Pregnancy comes with its fair share of health concerns.
Most women get headaches now and then, but getting one while pregnant is uncomfortable.
Also, managing headaches in the first trimester is challenging because many medications should be avoided.
But, there are many things you should be aware of regardless of whether your headache is caused by tension or is a full-blown migraine.
Any headache you get during, before, or after pregnancy should be mentioned to your doctor.
Keep a headache notebook to note how frequently you have headaches and how painful they are, making a note of any additional symptoms you experience.
What causes headaches in pregnancy?
Headaches during pregnancy can be caused by several factors, including:
Hormonal changes: The hormonal changes during pregnancy, specifically increased progesterone, can cause headaches.
Dehydration: Dehydration can cause headaches and be more common during pregnancy due to increased fluid needs.
Increased stress: Pregnancy can be stressful, and stress can cause headaches.
Changes in blood volume: As blood volume increases during pregnancy, headaches can occur.
Tension in the neck and shoulders: Carrying extra weight and the physical changes of pregnancy can lead to tension in the neck and shoulders, causing headaches.
Sinus pressure: Sinus pressure and congestion can also cause headaches during pregnancy.
Lack of sleep: Many women experience difficulty sleeping due to discomfort, frequent bathroom trips, and stress. Sleep deprivation can lead to headaches as a result of increased muscle tension and changes in neurotransmitter levels.
It’s important to note that some headaches during pregnancy may be a symptom of a more serious condition, so if you have frequent, severe, or unusual headaches, it’s important to speak with your doctor.
After 20 weeks of pregnancy, if you get recurrent headaches, this could indicate pre-eclampsia, a more dangerous pregnancy condition.
Pre-eclampsia during pregnancy…
Pre-eclampsia is excessive blood pressure that can harm your kidneys and, occasionally, other organs.
Simple painkillers like paracetamol might not be effective if you have a pre-eclampsia headache.
If you get headaches in the second half of your pregnancy or if they are severe, you must inform your doctor or midwife.
How to treat headaches during pregnancy?
Headaches are a common complaint during pregnancy, affecting as many as 80% of women.
Various factors, such as hormonal changes, increased stress, and dehydration, can cause them.
If pregnant, paracetamol is the first pain reliever you should use.
If you must take paracetamol during pregnancy, do it for the least amount of time feasible.
Your pharmacist, midwife, or GP can guide you on how much and for how long to take paracetamol.
If not recommended by your doctor, some painkillers, such as those with codeine and non-steroidal anti-inflammatory medicines (NSAIDs) like ibuprofen, should be avoided during pregnancy.
To relieve headaches during pregnancy, it is recommended to:
- Stay hydrated by drinking plenty of water
- Practice relaxation techniques such as deep breathing and visualization
- Apply a cold compress to your forehead
- Avoid triggers like caffeine, lack of sleep, or eye strain
- Get regular exercise and stretch your muscles
- Consider prenatal massage or acupuncture
- Eat consistently with a balanced diet
- Consider biofeedback by learning to manage certain biological processes like heart rate, muscular tension, and blood pressure
- Reduce your stress level and rest in a cool, dark room with no noise
- Use essential oils such as peppermint, rosemary, and chamomile
However, suppose your headache is severe, persistent, or accompanied by other symptoms like blurred vision. In that case, it is important to talk to your doctor to rule out any serious underlying conditions.

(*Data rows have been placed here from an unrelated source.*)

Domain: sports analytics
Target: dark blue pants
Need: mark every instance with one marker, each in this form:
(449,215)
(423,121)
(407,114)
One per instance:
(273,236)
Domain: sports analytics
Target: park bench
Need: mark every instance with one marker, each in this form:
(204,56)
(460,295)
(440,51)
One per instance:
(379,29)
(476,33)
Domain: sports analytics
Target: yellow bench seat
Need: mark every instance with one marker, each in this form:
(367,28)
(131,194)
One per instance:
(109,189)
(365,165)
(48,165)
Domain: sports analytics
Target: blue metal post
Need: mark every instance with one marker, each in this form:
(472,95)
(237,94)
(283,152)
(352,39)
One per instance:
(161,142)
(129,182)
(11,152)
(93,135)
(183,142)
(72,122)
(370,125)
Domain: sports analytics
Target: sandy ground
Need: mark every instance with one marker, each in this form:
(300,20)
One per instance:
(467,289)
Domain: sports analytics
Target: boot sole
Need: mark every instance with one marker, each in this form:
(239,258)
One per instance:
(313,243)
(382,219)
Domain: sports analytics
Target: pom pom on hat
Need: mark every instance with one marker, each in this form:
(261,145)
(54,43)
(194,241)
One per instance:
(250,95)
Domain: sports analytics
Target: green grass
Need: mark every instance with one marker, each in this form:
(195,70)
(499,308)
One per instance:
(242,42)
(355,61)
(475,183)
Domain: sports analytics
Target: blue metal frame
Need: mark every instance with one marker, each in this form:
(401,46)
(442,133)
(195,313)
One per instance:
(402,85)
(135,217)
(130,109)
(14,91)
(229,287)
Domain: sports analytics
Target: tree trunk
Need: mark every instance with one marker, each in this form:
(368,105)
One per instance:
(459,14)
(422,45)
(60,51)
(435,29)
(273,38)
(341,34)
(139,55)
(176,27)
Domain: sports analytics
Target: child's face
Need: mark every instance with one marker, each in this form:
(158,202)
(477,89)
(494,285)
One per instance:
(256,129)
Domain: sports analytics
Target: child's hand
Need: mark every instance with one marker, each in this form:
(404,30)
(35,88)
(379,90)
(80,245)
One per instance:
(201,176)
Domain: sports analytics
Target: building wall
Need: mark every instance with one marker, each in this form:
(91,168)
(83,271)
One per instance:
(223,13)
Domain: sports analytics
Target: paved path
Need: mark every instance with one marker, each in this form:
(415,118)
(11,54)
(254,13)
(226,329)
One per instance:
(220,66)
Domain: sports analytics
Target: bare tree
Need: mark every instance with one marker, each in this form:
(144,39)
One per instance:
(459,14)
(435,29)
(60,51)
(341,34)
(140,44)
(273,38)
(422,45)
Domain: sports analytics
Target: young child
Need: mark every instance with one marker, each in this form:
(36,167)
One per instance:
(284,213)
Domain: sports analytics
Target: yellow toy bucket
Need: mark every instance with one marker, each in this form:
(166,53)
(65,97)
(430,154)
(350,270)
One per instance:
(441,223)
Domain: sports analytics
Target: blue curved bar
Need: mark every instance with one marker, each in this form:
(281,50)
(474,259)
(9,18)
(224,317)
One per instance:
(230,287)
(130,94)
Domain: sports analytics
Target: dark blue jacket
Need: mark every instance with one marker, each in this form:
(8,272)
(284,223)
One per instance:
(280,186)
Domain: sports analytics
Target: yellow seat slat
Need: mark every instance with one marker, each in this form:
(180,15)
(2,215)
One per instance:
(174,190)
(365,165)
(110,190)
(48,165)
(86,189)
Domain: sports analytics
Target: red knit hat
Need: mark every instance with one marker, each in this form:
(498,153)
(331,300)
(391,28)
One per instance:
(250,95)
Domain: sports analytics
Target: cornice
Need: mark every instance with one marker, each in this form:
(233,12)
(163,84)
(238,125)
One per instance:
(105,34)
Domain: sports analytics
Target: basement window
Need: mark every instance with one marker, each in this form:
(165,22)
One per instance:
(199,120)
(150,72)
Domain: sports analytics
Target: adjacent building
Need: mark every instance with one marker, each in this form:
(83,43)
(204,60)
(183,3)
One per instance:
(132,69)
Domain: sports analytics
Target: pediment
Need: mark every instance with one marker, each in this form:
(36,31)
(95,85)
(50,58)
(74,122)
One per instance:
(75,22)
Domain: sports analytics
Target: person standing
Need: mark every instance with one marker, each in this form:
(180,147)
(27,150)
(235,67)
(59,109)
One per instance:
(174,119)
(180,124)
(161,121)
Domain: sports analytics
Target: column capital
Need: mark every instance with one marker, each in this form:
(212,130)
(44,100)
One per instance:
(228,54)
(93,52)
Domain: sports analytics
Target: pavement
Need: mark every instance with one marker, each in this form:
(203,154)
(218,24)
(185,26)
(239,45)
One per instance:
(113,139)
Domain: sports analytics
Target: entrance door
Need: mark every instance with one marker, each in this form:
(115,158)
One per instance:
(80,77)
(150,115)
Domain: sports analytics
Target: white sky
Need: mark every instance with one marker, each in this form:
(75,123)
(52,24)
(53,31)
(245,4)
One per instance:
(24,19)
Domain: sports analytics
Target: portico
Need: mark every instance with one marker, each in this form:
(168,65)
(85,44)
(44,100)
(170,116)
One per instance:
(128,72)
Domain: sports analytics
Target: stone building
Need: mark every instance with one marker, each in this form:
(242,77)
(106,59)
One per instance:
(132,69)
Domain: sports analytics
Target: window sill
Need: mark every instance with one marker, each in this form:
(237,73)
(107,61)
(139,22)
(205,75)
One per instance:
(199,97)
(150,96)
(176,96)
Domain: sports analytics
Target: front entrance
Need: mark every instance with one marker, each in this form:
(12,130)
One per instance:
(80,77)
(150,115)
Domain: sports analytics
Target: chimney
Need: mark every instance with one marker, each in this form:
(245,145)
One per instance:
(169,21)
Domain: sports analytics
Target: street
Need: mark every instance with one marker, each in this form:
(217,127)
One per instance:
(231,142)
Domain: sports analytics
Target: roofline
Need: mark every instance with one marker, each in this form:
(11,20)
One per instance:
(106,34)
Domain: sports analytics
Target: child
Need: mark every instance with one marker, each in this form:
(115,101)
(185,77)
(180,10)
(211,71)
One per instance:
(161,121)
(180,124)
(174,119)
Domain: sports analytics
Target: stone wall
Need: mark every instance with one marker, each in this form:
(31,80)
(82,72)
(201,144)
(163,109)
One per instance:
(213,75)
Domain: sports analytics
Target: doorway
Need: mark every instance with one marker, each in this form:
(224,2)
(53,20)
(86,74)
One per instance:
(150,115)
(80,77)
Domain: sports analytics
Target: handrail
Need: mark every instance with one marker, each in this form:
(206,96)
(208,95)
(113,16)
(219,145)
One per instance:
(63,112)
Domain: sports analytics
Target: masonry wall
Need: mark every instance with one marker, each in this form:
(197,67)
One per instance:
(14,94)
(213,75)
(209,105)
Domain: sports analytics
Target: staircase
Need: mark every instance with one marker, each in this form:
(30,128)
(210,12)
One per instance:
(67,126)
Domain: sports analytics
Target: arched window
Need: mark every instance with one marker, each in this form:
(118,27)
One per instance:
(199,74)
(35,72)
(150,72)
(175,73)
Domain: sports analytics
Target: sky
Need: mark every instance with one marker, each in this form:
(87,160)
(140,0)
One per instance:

When should you visit a physician?
If you experience any of the following pre-eclampsia symptoms, see a physician or midwife:
- A headache that is unresponsive to paracetamol
- Severe rib-related discomfort
- After using antacids, your heartburn persists
- Sudden swollen hands, feet, or face
- Blurry vision
Sometimes, headaches are a symptom of more serious medical issues.
If any of the following apply to you:
- An unexpectedly severe headache
- A change in your typical headache patterns
- Your first migraine
- A headache accompanied by fever, stiff neck, light sensitivity, tiredness, or weakness in your arm or leg
- A recent head injury
Pregnancy headaches are rather frequent and could occur due to the rapid changes you’re experiencing.
If you get headaches at any point throughout your pregnancy, let your doctor know.
If you have a personal or family history of migraines, high blood pressure, seizures, or diabetes, inform your doctor straight once.
Please follow your doctor’s instructions for all drugs and treatments exactly.
Carefully heed all dietary and exercise recommendations.
For all follow-up care and routine checkups, visit your doctor.
With the proper treatment, most causes of headaches during pregnancy are curable or avoidable.